The theory makes a lot of sense, but studies are only just starting to back it up, said Catherine Wan, a neurologist at Harvard Medical School.

In a recent study with six autistic children who could not talk at all, she and colleagues found that music-based therapy helped all of them better articulate words and phrases. The kids ranged from 5 to 9 years old. Some said their first words after just eight weeks of music-based therapy, Wan said, and that was after years of other kinds of treatments.

Her group is currently conducting the first randomized clinical trial, looking at the effects of melodic intonation therapy on speech recovery.

"As much as we would like to say that music is a powerful medium, I think it's important for people to test it rigorously to try to really tease out what are the components that are contributing to the effects," Wan said. "Is it because they are seeing a therapist five times a day or it's a new therapy so they're more motivated or is the therapy itself that is important?"

If nothing else, music can be a great morale-booster for patients with brain damage. Melodies are known to affect the hypothalamus and amygdala, which regulate emotions and moods through hormones like oxytocin and prolactin, both of which have consoling effects. And different kinds of tunes, De Georgia said, can raise or lower blood pressure as much as drugs can.

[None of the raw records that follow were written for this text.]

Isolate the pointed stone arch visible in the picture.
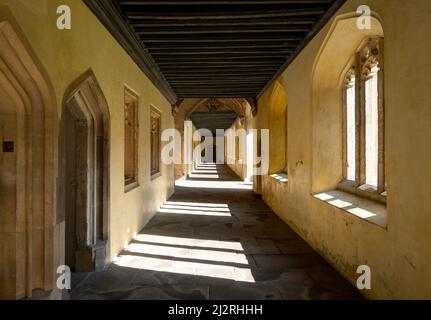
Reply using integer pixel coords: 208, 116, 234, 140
0, 16, 58, 299
59, 70, 110, 271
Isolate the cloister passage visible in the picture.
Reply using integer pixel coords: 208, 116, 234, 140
71, 163, 362, 299
0, 0, 431, 299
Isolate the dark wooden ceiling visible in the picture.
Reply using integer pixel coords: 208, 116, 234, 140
84, 0, 345, 103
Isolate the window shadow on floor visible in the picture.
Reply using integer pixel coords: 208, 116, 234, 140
71, 165, 363, 300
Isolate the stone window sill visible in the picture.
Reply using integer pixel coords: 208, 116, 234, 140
270, 172, 289, 183
313, 190, 387, 229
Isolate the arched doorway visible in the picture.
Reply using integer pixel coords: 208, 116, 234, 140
0, 19, 58, 299
62, 71, 109, 272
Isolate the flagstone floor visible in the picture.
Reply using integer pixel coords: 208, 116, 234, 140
70, 164, 362, 300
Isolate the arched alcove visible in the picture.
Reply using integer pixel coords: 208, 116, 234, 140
0, 17, 56, 299
60, 70, 110, 272
268, 81, 287, 174
312, 13, 383, 192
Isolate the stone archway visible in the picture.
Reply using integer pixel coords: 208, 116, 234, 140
0, 17, 58, 299
62, 71, 110, 272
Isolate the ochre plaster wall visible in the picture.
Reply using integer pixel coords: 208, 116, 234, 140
0, 0, 174, 292
225, 119, 246, 180
250, 0, 431, 299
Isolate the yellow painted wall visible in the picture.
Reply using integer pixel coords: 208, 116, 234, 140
250, 0, 431, 299
0, 0, 174, 272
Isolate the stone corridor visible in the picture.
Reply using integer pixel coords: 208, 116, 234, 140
70, 164, 362, 299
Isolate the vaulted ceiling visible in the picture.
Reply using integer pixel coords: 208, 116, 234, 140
84, 0, 345, 104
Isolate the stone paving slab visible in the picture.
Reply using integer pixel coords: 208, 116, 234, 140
70, 164, 363, 300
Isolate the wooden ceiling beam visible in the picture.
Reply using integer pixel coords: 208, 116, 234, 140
130, 17, 316, 28
141, 33, 303, 42
150, 48, 293, 55
135, 25, 311, 36
118, 0, 331, 6
124, 6, 325, 20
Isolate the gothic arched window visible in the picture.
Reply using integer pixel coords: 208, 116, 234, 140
341, 38, 385, 201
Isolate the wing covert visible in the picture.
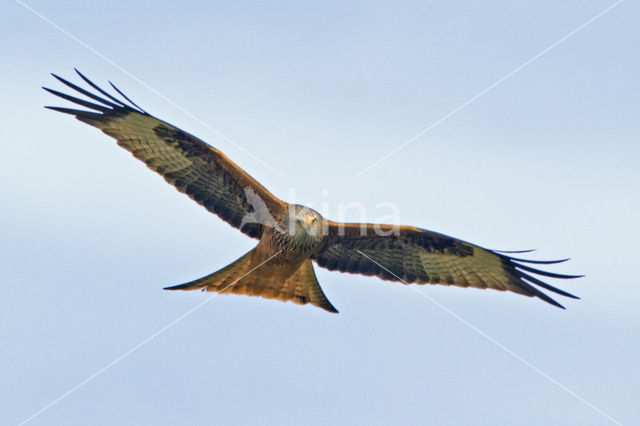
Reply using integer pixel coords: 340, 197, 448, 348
44, 70, 287, 238
314, 222, 579, 308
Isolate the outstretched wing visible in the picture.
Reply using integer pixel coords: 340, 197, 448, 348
314, 222, 580, 308
43, 70, 287, 238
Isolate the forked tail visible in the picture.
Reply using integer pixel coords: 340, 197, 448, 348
165, 249, 338, 313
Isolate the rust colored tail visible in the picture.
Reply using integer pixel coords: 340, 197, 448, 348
165, 249, 338, 313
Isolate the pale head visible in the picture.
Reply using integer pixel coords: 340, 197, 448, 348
285, 204, 324, 240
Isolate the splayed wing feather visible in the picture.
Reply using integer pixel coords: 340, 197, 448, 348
44, 70, 287, 238
314, 222, 578, 308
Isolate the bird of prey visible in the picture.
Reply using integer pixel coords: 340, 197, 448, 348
44, 70, 579, 313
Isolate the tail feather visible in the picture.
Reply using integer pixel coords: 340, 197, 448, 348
165, 250, 338, 313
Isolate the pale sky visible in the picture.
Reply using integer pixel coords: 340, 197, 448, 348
0, 0, 640, 425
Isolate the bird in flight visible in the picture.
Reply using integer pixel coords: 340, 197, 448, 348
43, 70, 581, 313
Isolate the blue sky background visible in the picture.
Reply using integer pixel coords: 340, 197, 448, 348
0, 0, 640, 425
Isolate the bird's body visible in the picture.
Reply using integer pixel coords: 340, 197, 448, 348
45, 72, 576, 312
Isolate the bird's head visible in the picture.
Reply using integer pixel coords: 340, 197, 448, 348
286, 204, 324, 240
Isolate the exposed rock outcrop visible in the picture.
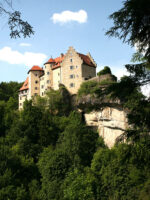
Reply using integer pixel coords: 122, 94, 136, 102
84, 107, 128, 148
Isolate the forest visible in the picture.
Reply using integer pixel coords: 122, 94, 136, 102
0, 0, 150, 200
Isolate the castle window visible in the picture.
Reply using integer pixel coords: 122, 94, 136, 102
70, 83, 75, 87
70, 74, 75, 78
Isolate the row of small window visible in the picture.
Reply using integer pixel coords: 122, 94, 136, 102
20, 90, 27, 94
69, 83, 75, 87
69, 74, 79, 78
70, 65, 78, 70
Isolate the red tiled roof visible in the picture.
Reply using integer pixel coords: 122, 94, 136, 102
20, 77, 29, 91
47, 58, 55, 63
45, 55, 65, 64
52, 63, 60, 70
78, 53, 96, 67
28, 65, 44, 73
45, 53, 96, 69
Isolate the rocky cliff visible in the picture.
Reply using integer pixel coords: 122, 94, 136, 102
77, 95, 128, 148
84, 107, 128, 148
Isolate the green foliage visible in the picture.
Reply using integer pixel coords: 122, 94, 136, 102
97, 66, 112, 76
78, 81, 100, 97
47, 86, 71, 115
0, 81, 22, 102
63, 168, 96, 200
106, 0, 150, 60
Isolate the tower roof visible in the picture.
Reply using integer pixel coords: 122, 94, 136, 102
28, 65, 44, 74
78, 53, 96, 67
19, 77, 29, 91
45, 58, 55, 64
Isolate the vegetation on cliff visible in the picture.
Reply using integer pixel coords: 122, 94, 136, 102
0, 78, 150, 200
0, 0, 150, 200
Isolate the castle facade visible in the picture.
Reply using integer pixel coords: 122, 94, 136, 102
19, 47, 97, 109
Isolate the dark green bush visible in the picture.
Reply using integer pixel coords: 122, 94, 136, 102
97, 66, 112, 76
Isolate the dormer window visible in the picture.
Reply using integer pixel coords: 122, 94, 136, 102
70, 83, 75, 87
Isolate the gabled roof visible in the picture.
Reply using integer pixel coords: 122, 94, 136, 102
19, 77, 29, 91
28, 65, 44, 74
45, 50, 96, 70
45, 58, 55, 64
52, 63, 61, 70
45, 54, 65, 64
78, 53, 96, 67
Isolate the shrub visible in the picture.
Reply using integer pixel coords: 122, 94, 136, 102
78, 81, 100, 97
97, 66, 112, 76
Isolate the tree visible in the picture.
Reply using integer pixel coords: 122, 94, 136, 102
106, 0, 150, 61
0, 0, 34, 38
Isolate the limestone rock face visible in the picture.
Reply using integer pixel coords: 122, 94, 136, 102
84, 107, 128, 148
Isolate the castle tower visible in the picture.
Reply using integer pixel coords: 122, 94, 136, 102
28, 65, 44, 99
40, 58, 55, 96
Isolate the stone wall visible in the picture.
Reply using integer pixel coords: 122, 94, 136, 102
85, 107, 128, 148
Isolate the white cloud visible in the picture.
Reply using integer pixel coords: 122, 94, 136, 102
51, 10, 88, 24
19, 43, 31, 47
0, 47, 47, 67
97, 60, 129, 80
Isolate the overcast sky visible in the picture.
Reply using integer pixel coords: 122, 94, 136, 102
0, 0, 135, 82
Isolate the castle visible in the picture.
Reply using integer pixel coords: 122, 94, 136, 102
19, 47, 97, 109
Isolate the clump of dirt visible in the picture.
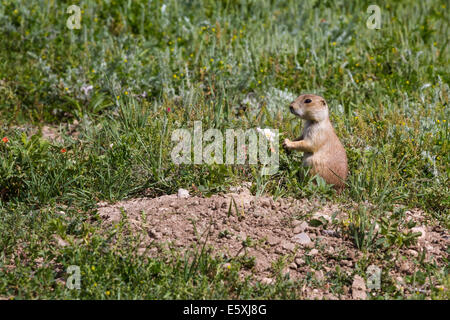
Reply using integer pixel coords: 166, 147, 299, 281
98, 188, 448, 299
12, 120, 80, 143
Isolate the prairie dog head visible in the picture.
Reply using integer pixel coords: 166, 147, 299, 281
289, 94, 328, 122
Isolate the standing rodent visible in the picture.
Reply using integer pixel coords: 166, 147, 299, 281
283, 94, 348, 190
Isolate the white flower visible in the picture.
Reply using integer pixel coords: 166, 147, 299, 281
256, 128, 277, 142
81, 86, 94, 96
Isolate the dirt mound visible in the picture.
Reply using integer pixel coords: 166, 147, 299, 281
98, 188, 448, 299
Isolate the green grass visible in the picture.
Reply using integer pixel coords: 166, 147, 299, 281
0, 0, 450, 299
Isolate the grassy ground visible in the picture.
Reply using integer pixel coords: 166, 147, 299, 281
0, 0, 450, 299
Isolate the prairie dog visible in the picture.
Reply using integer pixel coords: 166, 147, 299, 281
283, 94, 348, 190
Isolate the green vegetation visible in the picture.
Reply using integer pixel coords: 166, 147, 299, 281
0, 0, 450, 299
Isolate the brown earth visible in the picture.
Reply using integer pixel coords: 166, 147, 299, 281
98, 188, 449, 299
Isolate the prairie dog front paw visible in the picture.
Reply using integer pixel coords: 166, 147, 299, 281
283, 138, 292, 149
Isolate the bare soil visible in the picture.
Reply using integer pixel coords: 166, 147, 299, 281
98, 188, 449, 299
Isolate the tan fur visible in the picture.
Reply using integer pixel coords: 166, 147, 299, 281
283, 94, 348, 189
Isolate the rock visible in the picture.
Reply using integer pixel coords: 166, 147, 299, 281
411, 227, 427, 240
261, 278, 273, 284
292, 220, 302, 228
178, 188, 189, 198
292, 232, 312, 246
267, 235, 281, 246
281, 241, 295, 251
294, 258, 305, 267
322, 230, 339, 238
352, 275, 367, 300
314, 270, 324, 281
312, 212, 331, 223
259, 199, 270, 208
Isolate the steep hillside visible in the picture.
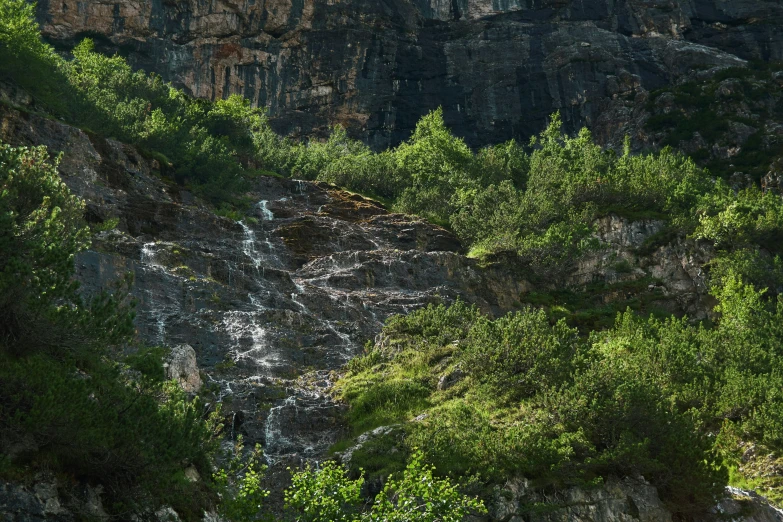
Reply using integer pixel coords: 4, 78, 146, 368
33, 0, 783, 149
0, 0, 783, 522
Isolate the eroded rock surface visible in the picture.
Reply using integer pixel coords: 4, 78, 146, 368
32, 0, 783, 148
0, 101, 519, 462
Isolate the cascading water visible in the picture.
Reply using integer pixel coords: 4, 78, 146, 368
95, 178, 486, 463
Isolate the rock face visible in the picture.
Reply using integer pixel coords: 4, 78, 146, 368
0, 89, 783, 522
33, 0, 783, 148
487, 477, 783, 522
163, 344, 202, 393
0, 101, 522, 462
0, 476, 110, 522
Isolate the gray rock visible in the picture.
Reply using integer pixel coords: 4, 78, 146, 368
32, 0, 783, 147
163, 344, 202, 393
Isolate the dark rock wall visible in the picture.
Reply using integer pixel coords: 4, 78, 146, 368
38, 0, 783, 148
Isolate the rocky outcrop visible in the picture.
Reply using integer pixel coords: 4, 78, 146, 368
33, 0, 783, 148
0, 475, 109, 522
0, 100, 519, 462
486, 477, 783, 522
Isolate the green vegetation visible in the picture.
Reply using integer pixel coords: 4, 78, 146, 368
339, 274, 783, 513
0, 140, 219, 516
0, 0, 783, 521
285, 451, 486, 522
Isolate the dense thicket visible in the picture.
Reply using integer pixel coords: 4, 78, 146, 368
339, 274, 783, 513
0, 0, 783, 520
0, 0, 783, 290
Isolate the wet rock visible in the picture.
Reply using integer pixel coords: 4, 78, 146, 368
0, 102, 518, 462
490, 478, 672, 522
163, 344, 202, 393
712, 486, 783, 522
32, 0, 783, 149
438, 367, 465, 391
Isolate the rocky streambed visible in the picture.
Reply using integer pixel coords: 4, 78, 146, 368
0, 102, 783, 522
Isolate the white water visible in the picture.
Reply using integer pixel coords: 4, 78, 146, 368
258, 199, 275, 221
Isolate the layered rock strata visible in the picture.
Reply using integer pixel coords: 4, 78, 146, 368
33, 0, 783, 148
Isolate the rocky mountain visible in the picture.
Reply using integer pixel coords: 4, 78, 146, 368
33, 0, 783, 148
0, 85, 783, 522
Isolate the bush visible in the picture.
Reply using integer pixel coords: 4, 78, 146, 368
0, 144, 214, 516
339, 280, 783, 514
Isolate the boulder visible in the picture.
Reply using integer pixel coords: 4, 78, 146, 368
163, 344, 202, 393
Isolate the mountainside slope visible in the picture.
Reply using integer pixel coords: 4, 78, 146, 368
33, 0, 783, 149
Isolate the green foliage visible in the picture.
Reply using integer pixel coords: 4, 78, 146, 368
285, 461, 364, 522
338, 280, 783, 513
368, 451, 486, 522
285, 451, 486, 522
0, 144, 213, 516
212, 435, 269, 522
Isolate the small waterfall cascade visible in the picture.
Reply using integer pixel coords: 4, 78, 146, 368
105, 178, 478, 464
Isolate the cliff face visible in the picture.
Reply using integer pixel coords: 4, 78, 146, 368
33, 0, 783, 148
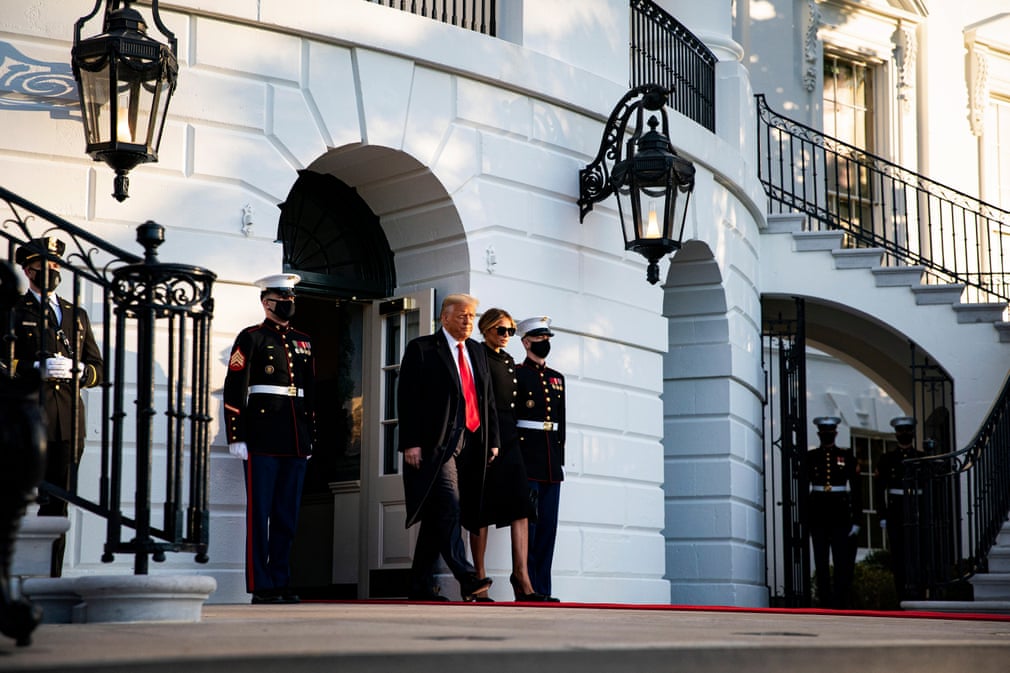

For Giffords, who spent months in the hospital and has faced a long haul toward recovery, music may have primed her to do the hard work she needed to do, Morrow said. The Congresswoman came in with a great love for all kinds of music, she added, from show tunes to pop rock, which probably helped her progress and she relearned how to talk and walk.

"Music is an automatic motivator," Morrow said. "It is the easiest way to get you in a good mood, to bring you out of the situation you're in and bring you to a new place."